健が毎朝作ってくれる卵焼きは、黄色い宝石のように均一でふわふわ。

私はといえば、卵を3個割った時点で殻が混入し、救出作業に5分かかる。

だが今日は愛情重視。味よりもハートの形にこだわり、シリコン型で無理やり固めた。

見た目はハート、触感はゴムボール。うん、大丈夫、これは想定内。



---


5時ジャスト。

健が寝室から現れた。寝癖が片側に跳ね、まだ夢の国の住民のような顔をしている。


「……ゆい? なんで起きてるの?」


「おはよう。今日は私が朝ごはん作る日なの」


健は一瞬、目を丸くし、それからものすごく嬉しそうに笑った。

あ、やばい、可愛い。普段の過剰な愛情攻撃に慣れすぎていたけど、この素朴な笑顔は直球で刺さる。

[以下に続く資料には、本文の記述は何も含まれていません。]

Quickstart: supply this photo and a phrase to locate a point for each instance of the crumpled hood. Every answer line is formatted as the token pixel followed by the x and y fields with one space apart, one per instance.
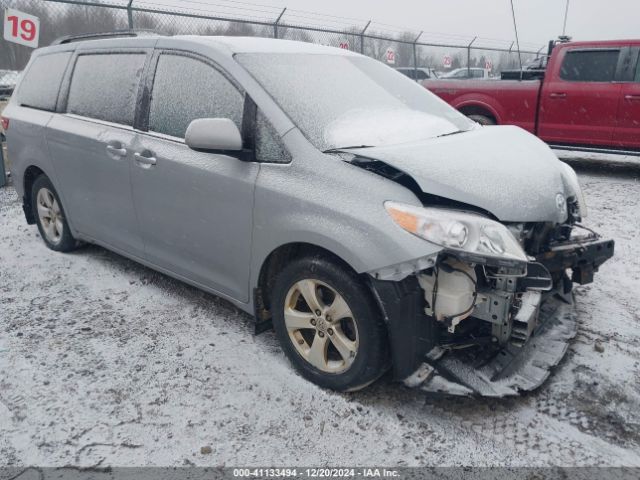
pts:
pixel 503 170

「コーヒーもあるよ。あと、この卵焼き、ハート型なんだ」


「……ありがとう。でも、ゆい……これ、跳ね返ってくるゴムボールみたいな手応えが」


「愛情が弾力を生むのよ!」


健は笑いながらも、ゴムボール卵を大事そうに口へ運んだ。

たぶん口の中でバウンドしている。



---


出社準備も今日は私が担当。

シャツのアイロン、ネクタイの選択、靴磨きまでやってみた。

鏡の前でネクタイを結んであげると、健が小声で「結衣に結んでもらうなんて、学生のとき以来だな……」と呟く。

いや、学生時代にネクタイを結んでもらう機会ってあった? なんか疑惑が湧くけど、今はスルー。


玄関まで見送るのも、今日は私が全力。

「いってらっしゃい、健。愛してるよー!」と、近所迷惑レベルの声量で叫ぶ。

健は振り返って手を振るが、耳まで真っ赤になっていた。

よし、効いてる効いてる。



---


そして夜。

本日のメインイベント、「全力おかえり作戦」。

健の帰宅時間に合わせ、部屋をキャンドルでデコレーションし、BGMは80年代の甘ったるいラブソング。

夕食は健の好きな煮込みハンバーグ。

ただし、ハンバーグの上にはケチャップで「KEN♡LOVE♡」と書いた(※朝のラテアート仕返し)。


健が玄関を開けた瞬間、私は両手を広げて突撃。

「おかえりなさーい、今日もお疲れさま!」

勢い余って健を壁に押し付ける形になり、彼は若干窒息気味。


「ゆ、ゆい……どうしたの、今日は……?」


「愛を返してるの。健がいつもくれるくらいのやつ」


健はしばらく黙り、そして……急に目が潤んだ。


「……こんなの、ずるいよ」


あ、泣きそうになってる。

うわー、やばい、本当に泣きそうだ。こっちはただのコメディ計画のつもりだったのに。



---


その夜、健はやたらと私の手を握って離さなかった。

寝る前にぼそっと「明日もやってほしいな」と言ったけれど、私はそっと笑って誤魔化した。

明日は明日で、また別の作戦を仕込むつもりだから。